As Leah Stokes of U-C Santa Barbara said (before Manchin’s change of heart):

“Over the last year and a half, I’ve dissected every remark I could find in the press from Senator Joe Manchin on climate change. With the fate of our planet hanging in the balance, his every utterance was of global significance. But his statements have been like a weather vane, blowing in every direction. It’s now clear that Mr. Manchin has wasted what little time this Congress had left to make real progress on the climate crisis.”

How did we get here? The source of the answers lies several decades upstream of this moment.

We’re disrupting several sectors with decades of practice in weaponizing government to protect market share. Pretending that’s not so doesn’t change reality.

I’m working my way through “Master of the Senate,” Robert Caro’s exhaustive, third tome on the life of President Lyndon Baines Johnson. It contains a roughly 50-page section detailing how several Texas oil and gas barons get then-Senator Lyndon Johnson to block a second term for New Deal reformer Leland Olds at the Federal Power Commission, the predecessor of the Federal Energy Regulatory Commission.

The oil and gas industry bankrolled Johnson’s political ambitions. It provided him vacations, business opportunities and even free flights on their corporate plane. The industry didn’t want Olds enforcing the Natural Gas Act of 1938, thereby fettering their ability to price-gouge natural gas customers in large Midwestern and Northeastern cities. Millions of industry dollars were at stake.

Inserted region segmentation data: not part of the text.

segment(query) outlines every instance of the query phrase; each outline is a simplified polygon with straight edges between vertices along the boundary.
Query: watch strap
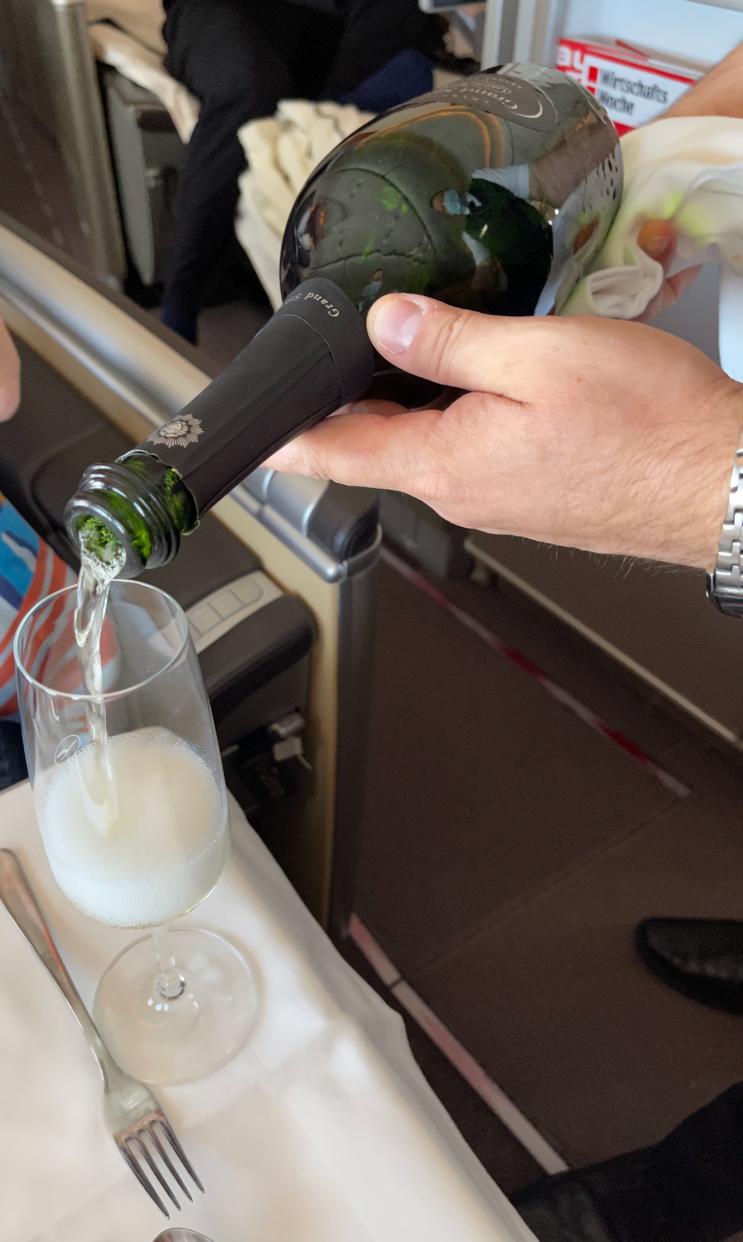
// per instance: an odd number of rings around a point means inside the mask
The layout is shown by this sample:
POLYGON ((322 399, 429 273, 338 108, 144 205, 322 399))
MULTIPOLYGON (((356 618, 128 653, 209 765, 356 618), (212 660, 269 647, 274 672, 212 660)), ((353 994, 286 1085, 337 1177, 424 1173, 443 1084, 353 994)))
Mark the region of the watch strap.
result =
POLYGON ((736 450, 717 561, 707 574, 707 595, 721 612, 743 617, 743 435, 736 450))

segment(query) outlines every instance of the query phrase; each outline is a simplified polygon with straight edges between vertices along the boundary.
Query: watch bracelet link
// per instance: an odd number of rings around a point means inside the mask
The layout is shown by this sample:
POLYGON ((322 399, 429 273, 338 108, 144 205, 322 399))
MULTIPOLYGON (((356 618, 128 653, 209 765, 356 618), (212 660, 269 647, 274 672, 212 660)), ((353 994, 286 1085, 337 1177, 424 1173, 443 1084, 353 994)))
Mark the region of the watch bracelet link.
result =
POLYGON ((717 561, 707 574, 707 595, 721 612, 743 617, 743 435, 736 450, 717 561))

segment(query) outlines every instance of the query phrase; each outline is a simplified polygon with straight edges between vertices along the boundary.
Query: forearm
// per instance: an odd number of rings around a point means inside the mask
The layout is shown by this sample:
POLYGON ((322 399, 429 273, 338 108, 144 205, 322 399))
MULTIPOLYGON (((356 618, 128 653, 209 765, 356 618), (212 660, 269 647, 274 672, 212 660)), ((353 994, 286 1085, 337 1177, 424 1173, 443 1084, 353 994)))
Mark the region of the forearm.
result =
POLYGON ((743 118, 743 43, 728 52, 664 117, 743 118))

To keep their favor, Johnson formed a special committee to review Olds’ nomination, then lulled Olds into complacency about his prospects. All the while, the industry lobbyists secretly compiled a dossier on Olds’ past writings and work as a labor organizer. Summarizing a long, ugly story, Olds was the victim of a strategically choreographed ambush. Committee members red-baited him with aggressive questions, supported by planted news stories painting Olds as a communist. Truman was forced to replace Olds with an industry-compliant successor, who undid years of Olds’ pro-consumer reforms. The oil and gas barons enjoyed a windfall of tens of millions of dollars. I’ll bet they spent less than 1 percent of that amount engineering the ambush itself.

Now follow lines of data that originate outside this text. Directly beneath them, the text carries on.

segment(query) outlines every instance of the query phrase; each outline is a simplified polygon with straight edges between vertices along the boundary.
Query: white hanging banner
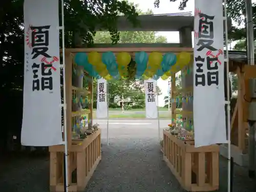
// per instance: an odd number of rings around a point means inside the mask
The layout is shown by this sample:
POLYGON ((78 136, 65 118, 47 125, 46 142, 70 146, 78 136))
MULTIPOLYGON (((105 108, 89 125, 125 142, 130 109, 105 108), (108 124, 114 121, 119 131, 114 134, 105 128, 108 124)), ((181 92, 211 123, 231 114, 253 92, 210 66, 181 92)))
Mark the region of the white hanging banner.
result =
POLYGON ((108 117, 108 106, 106 83, 106 80, 103 78, 98 79, 96 116, 99 119, 108 117))
POLYGON ((222 0, 195 0, 195 7, 194 126, 199 147, 227 142, 222 0))
POLYGON ((157 106, 156 81, 150 79, 144 81, 145 83, 145 99, 146 118, 156 119, 158 117, 157 106))
POLYGON ((24 1, 23 145, 62 143, 58 4, 24 1))

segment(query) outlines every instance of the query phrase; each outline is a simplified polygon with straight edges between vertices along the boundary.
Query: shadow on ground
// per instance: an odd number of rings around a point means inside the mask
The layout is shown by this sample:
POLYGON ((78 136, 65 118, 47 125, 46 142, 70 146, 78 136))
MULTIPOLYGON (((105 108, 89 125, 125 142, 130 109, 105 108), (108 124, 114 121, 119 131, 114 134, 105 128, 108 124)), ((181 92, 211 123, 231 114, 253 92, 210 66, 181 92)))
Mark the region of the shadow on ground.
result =
MULTIPOLYGON (((85 190, 87 192, 178 192, 184 190, 162 161, 155 137, 102 140, 102 160, 85 190)), ((1 192, 49 192, 49 161, 47 155, 13 156, 2 160, 1 192)), ((227 191, 227 161, 220 162, 219 192, 227 191)), ((255 191, 255 180, 247 170, 234 166, 234 192, 255 191)))

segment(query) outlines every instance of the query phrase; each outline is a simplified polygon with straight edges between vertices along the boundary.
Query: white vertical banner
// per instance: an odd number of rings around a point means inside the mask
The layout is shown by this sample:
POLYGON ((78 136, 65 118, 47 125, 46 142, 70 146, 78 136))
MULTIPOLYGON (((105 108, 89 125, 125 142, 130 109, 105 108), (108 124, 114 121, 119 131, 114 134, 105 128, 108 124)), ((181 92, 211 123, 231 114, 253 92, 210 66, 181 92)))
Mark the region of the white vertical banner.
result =
POLYGON ((98 79, 97 86, 97 118, 108 118, 108 89, 106 80, 103 78, 98 79))
POLYGON ((222 3, 222 0, 195 1, 193 104, 196 147, 227 142, 222 3))
POLYGON ((25 0, 22 144, 62 143, 58 0, 25 0))
POLYGON ((146 118, 156 119, 158 117, 157 106, 156 81, 153 79, 145 80, 145 99, 146 118))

Consider that this all took place 70 years ago! Seven decades is a long time for this polluting incumbent to advance its ability to weaponize government to protect profits. As Steven Mufson of The Washington Post reports, “Republicans threaten Wall Street over climate positions. Read Robert Kaiser’s So Damn Much Money, documenting the rise of modern lobbying, or the The Polluters, the definitive history of chemical industry lobbying (Ross & Amter, 2012). The pattern they present is clear and consistent: As polluting industries mature past 50 years, they embed lobbying and disinformation to manage marketplace threats.

That’s what we face.

Most clean economy companies’ approach to elected officials doesn’t mesh with political reality.

In nearly 20 years of serving clean economy companies, I’ve met tons of smart, inspiring people. But I’ve met fewer than 10 who’ve ever worked professionally in politics — actually getting paid to put politicians into office, working to keep them there, or kicking them out. By contrast, mature industries make investments in recruiting political talent as part of their government affairs (also known as “public affairs”).

Our pronounced lack of experience is a sign of our immaturity in public case making. It’s also produced a collective mindset grounded in wants, not reality. We want politics to be a meritocracy, so we don’t treat it as the full-contact pressure game it’s always been.

In election cycles now costing $14 billion, the ACPA and SEIA political action committees raise and spend $320,000 and $200,000, respectively. For context, the ACPA spending total is a bit over 2 one thousandths of a percent of current election cycle spending.

If the history of lobbying and government tells us anything, it’s that politicians rarely lead, but they almost always respond to perceived political danger. And we provide none of that.

That means we’re political beggars. Is it any wonder that Joe Manchin and dozens of senators and governors treat us accordingly?